# Deepest Spot on RED RIVER



## NightWarrior

What's everyones deepest hole you have found on the red river? Tell if its fargo or grand forks... You don't have to give the location away just the depth ... Craig


----------



## River Rat

If my depth finder was correct the deepest spot ive found on the red in the fargo area is 30 feet deep. would like to get another depth finder out there to see if its true. Are all the big cats goin to the deep water now or what.
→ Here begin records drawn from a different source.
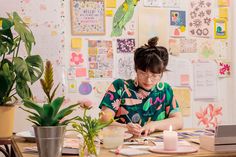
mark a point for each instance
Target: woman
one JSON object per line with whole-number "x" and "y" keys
{"x": 146, "y": 104}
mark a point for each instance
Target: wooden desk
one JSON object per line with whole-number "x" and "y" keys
{"x": 18, "y": 144}
{"x": 4, "y": 147}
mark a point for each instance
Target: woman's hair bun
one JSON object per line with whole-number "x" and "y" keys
{"x": 153, "y": 42}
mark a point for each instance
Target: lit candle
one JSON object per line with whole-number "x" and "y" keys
{"x": 170, "y": 139}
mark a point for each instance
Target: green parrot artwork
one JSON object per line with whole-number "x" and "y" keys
{"x": 123, "y": 15}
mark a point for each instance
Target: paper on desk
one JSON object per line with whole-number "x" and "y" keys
{"x": 130, "y": 151}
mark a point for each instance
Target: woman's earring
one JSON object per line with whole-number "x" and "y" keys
{"x": 160, "y": 85}
{"x": 136, "y": 82}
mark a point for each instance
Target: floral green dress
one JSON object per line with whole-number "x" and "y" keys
{"x": 133, "y": 103}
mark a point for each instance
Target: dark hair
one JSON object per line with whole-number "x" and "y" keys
{"x": 151, "y": 57}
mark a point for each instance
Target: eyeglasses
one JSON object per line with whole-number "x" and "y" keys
{"x": 152, "y": 76}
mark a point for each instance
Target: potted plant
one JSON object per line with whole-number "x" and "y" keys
{"x": 17, "y": 69}
{"x": 49, "y": 119}
{"x": 89, "y": 128}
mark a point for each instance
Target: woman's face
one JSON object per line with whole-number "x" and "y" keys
{"x": 147, "y": 79}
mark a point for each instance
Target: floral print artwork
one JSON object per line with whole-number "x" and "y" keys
{"x": 132, "y": 103}
{"x": 209, "y": 116}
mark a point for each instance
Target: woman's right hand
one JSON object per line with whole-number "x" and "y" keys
{"x": 134, "y": 129}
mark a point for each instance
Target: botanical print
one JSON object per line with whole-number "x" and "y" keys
{"x": 125, "y": 45}
{"x": 100, "y": 55}
{"x": 224, "y": 68}
{"x": 88, "y": 17}
{"x": 177, "y": 23}
{"x": 206, "y": 49}
{"x": 200, "y": 18}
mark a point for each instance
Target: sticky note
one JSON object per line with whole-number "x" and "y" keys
{"x": 110, "y": 3}
{"x": 223, "y": 2}
{"x": 0, "y": 23}
{"x": 223, "y": 12}
{"x": 109, "y": 12}
{"x": 76, "y": 43}
{"x": 80, "y": 72}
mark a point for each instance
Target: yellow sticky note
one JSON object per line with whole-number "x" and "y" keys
{"x": 109, "y": 12}
{"x": 223, "y": 13}
{"x": 0, "y": 23}
{"x": 76, "y": 43}
{"x": 110, "y": 3}
{"x": 223, "y": 2}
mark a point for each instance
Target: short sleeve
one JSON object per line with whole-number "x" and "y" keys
{"x": 112, "y": 97}
{"x": 172, "y": 106}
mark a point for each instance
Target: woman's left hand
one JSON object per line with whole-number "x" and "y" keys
{"x": 149, "y": 128}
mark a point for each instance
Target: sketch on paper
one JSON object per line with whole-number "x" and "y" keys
{"x": 200, "y": 18}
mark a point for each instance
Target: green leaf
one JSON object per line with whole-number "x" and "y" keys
{"x": 56, "y": 104}
{"x": 161, "y": 116}
{"x": 21, "y": 69}
{"x": 35, "y": 67}
{"x": 31, "y": 105}
{"x": 23, "y": 89}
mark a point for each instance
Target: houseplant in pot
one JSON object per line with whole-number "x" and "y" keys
{"x": 89, "y": 129}
{"x": 17, "y": 69}
{"x": 49, "y": 119}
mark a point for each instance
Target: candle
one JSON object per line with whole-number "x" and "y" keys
{"x": 170, "y": 139}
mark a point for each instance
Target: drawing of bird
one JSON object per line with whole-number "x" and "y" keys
{"x": 123, "y": 15}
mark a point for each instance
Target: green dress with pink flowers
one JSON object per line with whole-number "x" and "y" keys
{"x": 133, "y": 103}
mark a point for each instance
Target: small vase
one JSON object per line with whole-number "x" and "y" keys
{"x": 90, "y": 147}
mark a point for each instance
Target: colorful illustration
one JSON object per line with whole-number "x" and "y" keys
{"x": 209, "y": 116}
{"x": 177, "y": 23}
{"x": 224, "y": 68}
{"x": 125, "y": 45}
{"x": 188, "y": 46}
{"x": 88, "y": 17}
{"x": 200, "y": 18}
{"x": 125, "y": 66}
{"x": 100, "y": 54}
{"x": 76, "y": 59}
{"x": 85, "y": 88}
{"x": 206, "y": 49}
{"x": 220, "y": 28}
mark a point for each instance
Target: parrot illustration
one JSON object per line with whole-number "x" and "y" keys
{"x": 123, "y": 15}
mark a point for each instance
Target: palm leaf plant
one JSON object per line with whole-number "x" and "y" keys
{"x": 48, "y": 114}
{"x": 16, "y": 72}
{"x": 89, "y": 128}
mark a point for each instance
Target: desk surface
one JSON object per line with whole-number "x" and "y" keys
{"x": 19, "y": 143}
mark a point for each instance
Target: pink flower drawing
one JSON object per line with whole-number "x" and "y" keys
{"x": 76, "y": 58}
{"x": 209, "y": 115}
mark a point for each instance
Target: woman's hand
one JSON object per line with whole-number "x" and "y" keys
{"x": 134, "y": 129}
{"x": 149, "y": 128}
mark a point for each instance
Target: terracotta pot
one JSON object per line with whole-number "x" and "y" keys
{"x": 7, "y": 114}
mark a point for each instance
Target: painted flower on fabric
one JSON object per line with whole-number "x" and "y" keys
{"x": 76, "y": 58}
{"x": 116, "y": 104}
{"x": 209, "y": 116}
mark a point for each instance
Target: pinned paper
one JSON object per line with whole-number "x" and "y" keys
{"x": 110, "y": 3}
{"x": 72, "y": 86}
{"x": 223, "y": 13}
{"x": 184, "y": 98}
{"x": 109, "y": 12}
{"x": 224, "y": 68}
{"x": 223, "y": 3}
{"x": 76, "y": 43}
{"x": 80, "y": 72}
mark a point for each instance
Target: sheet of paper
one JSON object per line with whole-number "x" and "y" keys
{"x": 180, "y": 72}
{"x": 76, "y": 43}
{"x": 110, "y": 3}
{"x": 205, "y": 80}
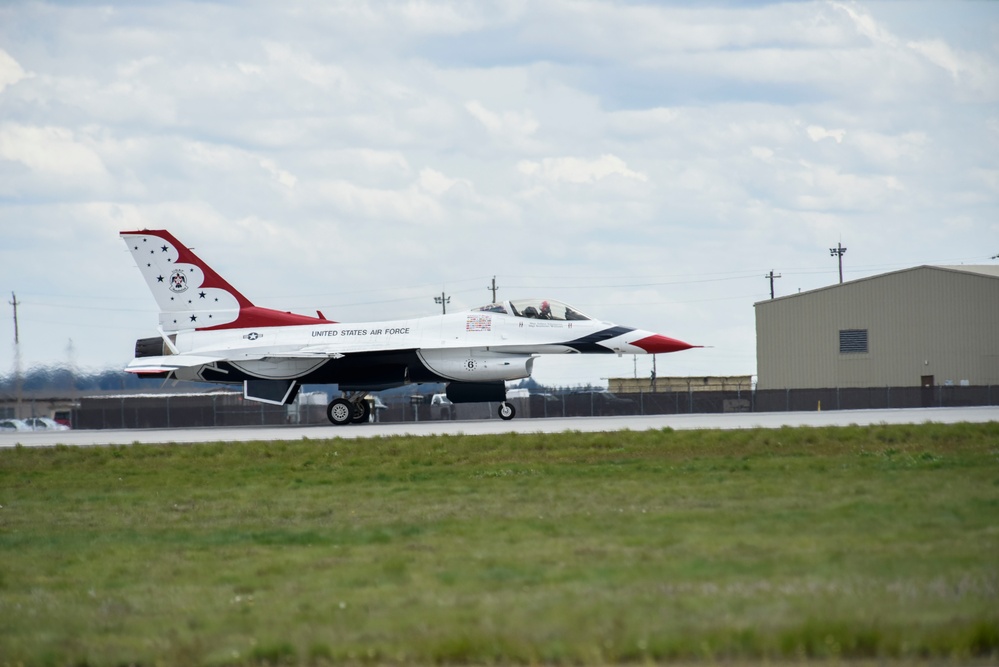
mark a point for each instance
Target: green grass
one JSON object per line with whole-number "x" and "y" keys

Fished alot lately and cant seem to get on any big ones now adays.


----------



## 94NDTA

I don't know the exact location  But my buddy has a farm about 40 miles south on the red where it meets with a tributary/river/stream (I forget) He says it's about 30 feet deep in the hole there.


----------



## swedeole

I graphed 42 feet on the big hairpin between Oslo and GF.

I've fished it twice now, but have yet to catch anything there besides goldeyes......it's too hard to get anything down there!


----------



## goosehunternd

42 feet is really deep heading north, I tried ice fishing around oslo and deepest spot I found with the vexilar was 10' in drilling 100+ holes. I put my boat in at north forks landing and headed north and the deepest spot I found was 12" were they dug out for the drainage ditch, middle of the river was mostly 3'. Below the point dam where it meets the red lake river there is a hole of 45'


----------



## chris lillehoff

Fargo---21ft, johnson park boat ramp, west a hundred yards

GF---30something, between oslo and manvel. Nothing in it but goldies.


----------